Addwaita is an example of nature experimenting with the limits of life span. While nature's at it, why not just grant immortality? It would seem to be an obvious gift. Reproduction is the sole goal of evolution. And if you're dead, you can't reproduce, right? On the other hand, I suppose that if you haven't hooked up at least a few times in 250 years, nature has a right to give up on you. Pandas, for example, seem to be testing nature's patience.
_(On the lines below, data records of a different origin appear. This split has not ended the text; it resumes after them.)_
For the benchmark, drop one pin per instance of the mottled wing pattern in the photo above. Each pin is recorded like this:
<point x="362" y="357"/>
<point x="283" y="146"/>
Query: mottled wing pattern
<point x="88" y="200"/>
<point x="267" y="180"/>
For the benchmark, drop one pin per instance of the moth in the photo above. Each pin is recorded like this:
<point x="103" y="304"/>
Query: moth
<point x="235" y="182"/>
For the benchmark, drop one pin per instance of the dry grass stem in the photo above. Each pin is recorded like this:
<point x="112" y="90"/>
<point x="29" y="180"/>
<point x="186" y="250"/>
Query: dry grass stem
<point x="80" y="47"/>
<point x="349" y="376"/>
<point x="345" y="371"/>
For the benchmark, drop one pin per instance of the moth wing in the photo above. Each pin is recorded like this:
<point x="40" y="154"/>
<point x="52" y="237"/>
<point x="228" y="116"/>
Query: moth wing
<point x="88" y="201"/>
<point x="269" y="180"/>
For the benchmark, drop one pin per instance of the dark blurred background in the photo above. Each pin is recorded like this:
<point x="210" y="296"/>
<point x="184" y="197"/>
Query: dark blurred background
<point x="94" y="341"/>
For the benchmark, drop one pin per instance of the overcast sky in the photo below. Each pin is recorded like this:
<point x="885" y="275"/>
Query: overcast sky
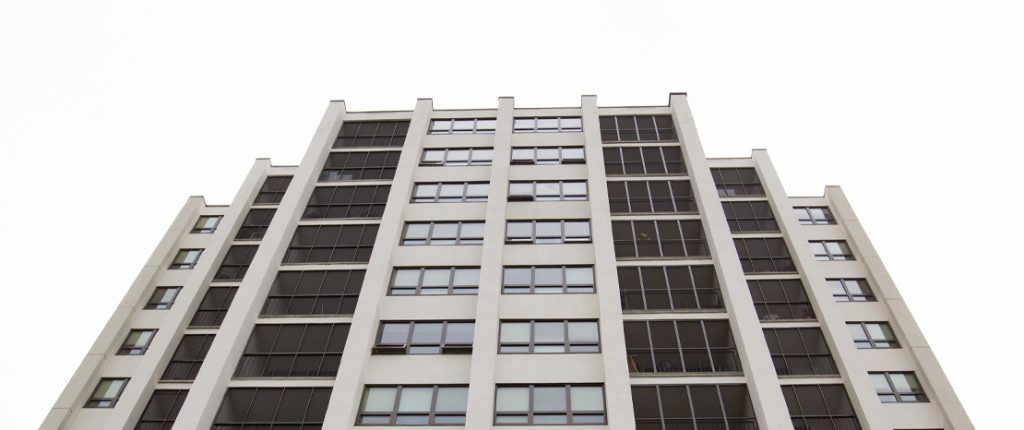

The reason nature hasn't produced any animals with unlimited life spans is because staying alive - for whatever length of time - is a heroic act of wrenching order from chaos. It takes energy and a healthy biological system. And all systems fail. You can build redundancies into a sytem to put off failure. Perhaps, as Kathy suggested, these tortoises have a different redundant system. But, ultimately, even the Addwaita's among us die. The redundancies fail too.

When it comes to life spans we humans are actually very fortunate. Life span among other animals tend to follow some basic rules.

  1. Body size - the bigger the animal, the longer it lives.

  2. Fecundity - the more offspring that an animal is capable of producing, the shorter it lives.

  3. Brain size/body size ratio - the greater the ratio the longer the life.

Perhaps these rules aren't a complete explanation for human longevity. A while back a commenter suggested that we humans have another reason to live a long time - teaching and caring for the next generation. The fact that we have a complex language means that we can teach things that take years to explain - complex things.

Things like molecular biology.

We humans are, for now, the practical distinction between nature and evolution. Evolution doesn't "care" how long any individual creature lives - as long as enough members of the species live long enough to spawn the next generation. Senescence is the product of evolutionary neglect - a lack of evolutionary pressure to live longer - not part of some grand design to clear the way for future generations.

But through evolution nature produced a species that both cares about life span, and has the potential to do something about it. Senescence could not be eliminated with evolution alone. A couple more informational epochs had to come along.

But conquering senescence is only natural.

Comments

I like the idea that humanity is nature's most sophisticated self-correcting tool. It is indeed only natural that we should eliminate poverty, disease, hunger, and ultimately aging. It's what we're designed to do!